August | 2021 | Jamie Dixon's Home

Azure Functions Using F#

August 3, 2021 Leave a comment

When Azure Functions first came out, F# had pretty good support – templates, the ability to run a .fsx file, cool examples written by Don… Fast forward to 2021 and we have bupkis. I recently wrote a dictionary of amino acid weights that would be perfect as a service: pass in a kmer length and weight, get all hits from amino acids.

I first attempted to create a function app, select a .fsx template, and write the code in my browser. Alas, only .csx scripting is available.

I attempted to remove the .csx file and put a .fsx file in via Kudu, but it looks like support for F# scripting is not installed. I created an issue on Azure User voice, but Jordan Marr beat me to it by about 2 years.

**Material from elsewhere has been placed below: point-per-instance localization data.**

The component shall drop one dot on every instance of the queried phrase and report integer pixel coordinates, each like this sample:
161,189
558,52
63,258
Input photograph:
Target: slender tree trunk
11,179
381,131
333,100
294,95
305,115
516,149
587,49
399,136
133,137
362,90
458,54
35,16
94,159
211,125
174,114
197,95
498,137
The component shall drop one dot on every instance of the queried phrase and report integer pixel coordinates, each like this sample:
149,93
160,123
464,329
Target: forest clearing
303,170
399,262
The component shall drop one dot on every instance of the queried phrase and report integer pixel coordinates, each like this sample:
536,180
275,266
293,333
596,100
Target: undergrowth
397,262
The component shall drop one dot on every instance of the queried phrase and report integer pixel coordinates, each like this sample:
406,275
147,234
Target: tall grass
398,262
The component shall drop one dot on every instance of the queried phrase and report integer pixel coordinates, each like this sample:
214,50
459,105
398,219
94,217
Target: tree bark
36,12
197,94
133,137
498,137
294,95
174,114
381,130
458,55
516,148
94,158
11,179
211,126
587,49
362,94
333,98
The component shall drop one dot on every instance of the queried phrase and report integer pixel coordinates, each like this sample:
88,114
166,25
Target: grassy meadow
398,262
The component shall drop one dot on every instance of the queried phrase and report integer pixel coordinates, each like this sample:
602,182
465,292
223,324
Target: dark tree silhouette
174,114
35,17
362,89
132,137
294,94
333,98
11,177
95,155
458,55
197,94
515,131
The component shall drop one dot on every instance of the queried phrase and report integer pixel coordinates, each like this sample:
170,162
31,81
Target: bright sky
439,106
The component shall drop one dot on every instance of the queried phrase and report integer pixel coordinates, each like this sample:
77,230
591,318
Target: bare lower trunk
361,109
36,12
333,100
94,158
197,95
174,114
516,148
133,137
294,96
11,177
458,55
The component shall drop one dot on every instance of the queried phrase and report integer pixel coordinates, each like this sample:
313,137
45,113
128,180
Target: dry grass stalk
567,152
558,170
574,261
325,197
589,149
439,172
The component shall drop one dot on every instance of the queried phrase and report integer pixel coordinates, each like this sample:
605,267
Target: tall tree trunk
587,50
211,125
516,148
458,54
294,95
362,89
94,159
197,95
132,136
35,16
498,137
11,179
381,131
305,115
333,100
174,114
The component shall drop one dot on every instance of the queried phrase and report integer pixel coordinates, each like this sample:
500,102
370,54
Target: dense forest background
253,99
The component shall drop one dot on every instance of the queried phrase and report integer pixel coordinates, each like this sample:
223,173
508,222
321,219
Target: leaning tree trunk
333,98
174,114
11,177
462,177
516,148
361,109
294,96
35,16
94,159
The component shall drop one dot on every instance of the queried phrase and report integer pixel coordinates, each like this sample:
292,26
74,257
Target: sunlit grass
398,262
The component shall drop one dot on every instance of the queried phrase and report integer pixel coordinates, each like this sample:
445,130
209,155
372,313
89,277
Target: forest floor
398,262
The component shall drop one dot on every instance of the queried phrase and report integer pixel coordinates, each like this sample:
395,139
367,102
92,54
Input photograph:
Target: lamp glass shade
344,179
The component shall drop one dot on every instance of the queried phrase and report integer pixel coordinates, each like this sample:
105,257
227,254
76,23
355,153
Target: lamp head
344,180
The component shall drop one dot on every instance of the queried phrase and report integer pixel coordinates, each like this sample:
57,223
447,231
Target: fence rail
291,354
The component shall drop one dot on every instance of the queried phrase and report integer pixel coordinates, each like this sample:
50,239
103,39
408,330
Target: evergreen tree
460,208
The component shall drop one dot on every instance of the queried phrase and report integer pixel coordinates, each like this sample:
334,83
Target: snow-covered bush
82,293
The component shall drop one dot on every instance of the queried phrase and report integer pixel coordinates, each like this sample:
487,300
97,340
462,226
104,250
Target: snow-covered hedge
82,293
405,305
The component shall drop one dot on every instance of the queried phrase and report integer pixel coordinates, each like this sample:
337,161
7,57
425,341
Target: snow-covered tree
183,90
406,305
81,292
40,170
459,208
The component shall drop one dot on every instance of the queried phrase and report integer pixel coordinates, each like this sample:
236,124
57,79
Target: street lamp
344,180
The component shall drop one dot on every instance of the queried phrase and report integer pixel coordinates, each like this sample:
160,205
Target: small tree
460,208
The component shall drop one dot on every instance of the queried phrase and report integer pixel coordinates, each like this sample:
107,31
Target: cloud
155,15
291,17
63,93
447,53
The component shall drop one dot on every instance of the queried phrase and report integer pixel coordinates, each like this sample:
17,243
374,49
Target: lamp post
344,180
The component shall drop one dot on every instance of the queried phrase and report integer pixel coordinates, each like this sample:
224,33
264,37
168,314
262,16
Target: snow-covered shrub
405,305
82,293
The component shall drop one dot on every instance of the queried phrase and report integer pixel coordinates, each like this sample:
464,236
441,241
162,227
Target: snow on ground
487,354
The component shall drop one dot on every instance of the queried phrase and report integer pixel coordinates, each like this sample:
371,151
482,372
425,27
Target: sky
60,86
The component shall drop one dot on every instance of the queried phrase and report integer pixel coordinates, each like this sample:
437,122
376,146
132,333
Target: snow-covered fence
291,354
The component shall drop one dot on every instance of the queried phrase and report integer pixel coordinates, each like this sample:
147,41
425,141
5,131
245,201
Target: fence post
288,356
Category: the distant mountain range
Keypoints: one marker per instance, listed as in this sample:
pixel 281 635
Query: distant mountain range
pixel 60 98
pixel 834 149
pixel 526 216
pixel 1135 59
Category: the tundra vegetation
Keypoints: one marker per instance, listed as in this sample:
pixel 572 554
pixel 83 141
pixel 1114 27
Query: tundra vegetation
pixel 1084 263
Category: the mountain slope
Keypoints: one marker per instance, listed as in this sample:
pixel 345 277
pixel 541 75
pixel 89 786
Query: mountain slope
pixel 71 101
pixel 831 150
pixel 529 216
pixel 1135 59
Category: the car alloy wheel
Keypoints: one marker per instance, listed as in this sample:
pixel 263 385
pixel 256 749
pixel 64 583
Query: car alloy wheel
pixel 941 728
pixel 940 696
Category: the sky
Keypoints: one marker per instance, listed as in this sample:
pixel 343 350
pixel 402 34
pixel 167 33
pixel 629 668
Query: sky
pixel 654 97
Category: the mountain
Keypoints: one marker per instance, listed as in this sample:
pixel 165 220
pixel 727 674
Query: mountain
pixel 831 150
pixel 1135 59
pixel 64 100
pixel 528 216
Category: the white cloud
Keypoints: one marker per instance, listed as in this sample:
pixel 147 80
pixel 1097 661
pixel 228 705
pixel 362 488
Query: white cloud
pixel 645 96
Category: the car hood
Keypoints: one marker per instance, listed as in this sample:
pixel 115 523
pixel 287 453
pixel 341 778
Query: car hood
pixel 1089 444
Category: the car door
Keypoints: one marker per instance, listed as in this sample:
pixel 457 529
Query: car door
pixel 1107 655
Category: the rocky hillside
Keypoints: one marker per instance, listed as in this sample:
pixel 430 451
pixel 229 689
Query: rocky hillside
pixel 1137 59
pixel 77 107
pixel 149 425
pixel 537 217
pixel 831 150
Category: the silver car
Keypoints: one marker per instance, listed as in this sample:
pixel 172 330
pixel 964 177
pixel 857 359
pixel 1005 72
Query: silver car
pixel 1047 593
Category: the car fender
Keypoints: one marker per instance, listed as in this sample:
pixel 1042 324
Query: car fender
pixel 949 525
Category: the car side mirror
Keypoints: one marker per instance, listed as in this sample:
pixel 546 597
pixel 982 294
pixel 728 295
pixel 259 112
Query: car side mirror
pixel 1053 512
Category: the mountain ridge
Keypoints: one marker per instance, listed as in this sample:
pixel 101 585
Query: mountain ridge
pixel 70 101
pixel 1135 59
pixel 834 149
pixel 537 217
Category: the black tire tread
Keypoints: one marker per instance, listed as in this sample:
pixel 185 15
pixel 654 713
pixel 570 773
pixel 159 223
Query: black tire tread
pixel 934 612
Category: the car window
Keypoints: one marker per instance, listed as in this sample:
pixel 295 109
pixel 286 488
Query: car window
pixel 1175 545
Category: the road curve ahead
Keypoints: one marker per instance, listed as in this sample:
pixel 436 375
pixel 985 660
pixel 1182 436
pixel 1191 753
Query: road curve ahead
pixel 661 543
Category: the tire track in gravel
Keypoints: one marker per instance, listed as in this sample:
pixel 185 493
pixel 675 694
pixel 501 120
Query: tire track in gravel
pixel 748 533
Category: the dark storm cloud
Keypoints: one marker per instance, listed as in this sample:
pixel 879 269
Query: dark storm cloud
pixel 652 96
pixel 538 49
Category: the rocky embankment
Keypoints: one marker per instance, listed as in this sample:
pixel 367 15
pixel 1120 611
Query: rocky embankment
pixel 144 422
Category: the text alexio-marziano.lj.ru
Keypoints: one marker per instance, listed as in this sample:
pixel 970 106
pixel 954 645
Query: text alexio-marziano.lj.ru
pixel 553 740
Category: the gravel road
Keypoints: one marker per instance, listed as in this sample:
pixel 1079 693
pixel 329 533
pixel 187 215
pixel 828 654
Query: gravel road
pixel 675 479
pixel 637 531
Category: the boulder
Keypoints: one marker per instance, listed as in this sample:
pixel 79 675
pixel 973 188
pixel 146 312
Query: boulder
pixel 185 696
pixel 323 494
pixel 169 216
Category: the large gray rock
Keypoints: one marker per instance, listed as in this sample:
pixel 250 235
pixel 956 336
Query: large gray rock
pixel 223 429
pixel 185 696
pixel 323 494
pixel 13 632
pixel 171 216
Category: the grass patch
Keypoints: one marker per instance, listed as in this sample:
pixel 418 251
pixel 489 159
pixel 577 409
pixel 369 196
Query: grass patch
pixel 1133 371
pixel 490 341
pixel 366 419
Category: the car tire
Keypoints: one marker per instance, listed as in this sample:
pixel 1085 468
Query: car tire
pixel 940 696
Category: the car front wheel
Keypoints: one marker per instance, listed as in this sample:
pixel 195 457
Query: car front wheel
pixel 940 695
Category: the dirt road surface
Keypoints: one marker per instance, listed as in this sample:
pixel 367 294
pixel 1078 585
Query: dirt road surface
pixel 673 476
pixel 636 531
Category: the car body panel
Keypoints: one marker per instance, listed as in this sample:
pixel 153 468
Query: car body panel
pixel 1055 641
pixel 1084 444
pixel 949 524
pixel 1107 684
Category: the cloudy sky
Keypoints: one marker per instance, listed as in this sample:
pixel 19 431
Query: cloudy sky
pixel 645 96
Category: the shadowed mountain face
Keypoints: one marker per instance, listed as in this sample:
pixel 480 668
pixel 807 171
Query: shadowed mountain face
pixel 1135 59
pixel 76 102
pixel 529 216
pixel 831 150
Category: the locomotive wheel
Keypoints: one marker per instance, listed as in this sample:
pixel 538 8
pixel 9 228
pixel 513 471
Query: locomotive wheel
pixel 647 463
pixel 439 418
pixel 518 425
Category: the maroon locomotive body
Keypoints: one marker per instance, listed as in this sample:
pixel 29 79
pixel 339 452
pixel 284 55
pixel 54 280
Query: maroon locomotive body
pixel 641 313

I then attempted to open VS Code and upload a function to Azure. Alas, only C# templates are available in VS Code and replacing .fs and .fsproj files in the OOB project fails on compile.

I then installed Visual Studio (remember that?) hoping that it might have some templates. Nope.

So I ranted on Twitter and I got some helpful advice from Jon Canning and Jiri Landsman: both have projects on Git Hub that create an Azure Function: here and here. I downloaded them – Jon’s took some work because I didn’t have Paket installed. I am amazed that for a simple “Hello World” return from a http request takes 11 files and of the two files that have F# code, there are 31 lines of code. That is about 1 file and two lines of code per character.

I got both project building locally, but I was at a loss about how to actually deploy them to Azure since there was not a built-in facility in VS Code or Visual Studio. Jon pointed me to this article where I figured out the deployment.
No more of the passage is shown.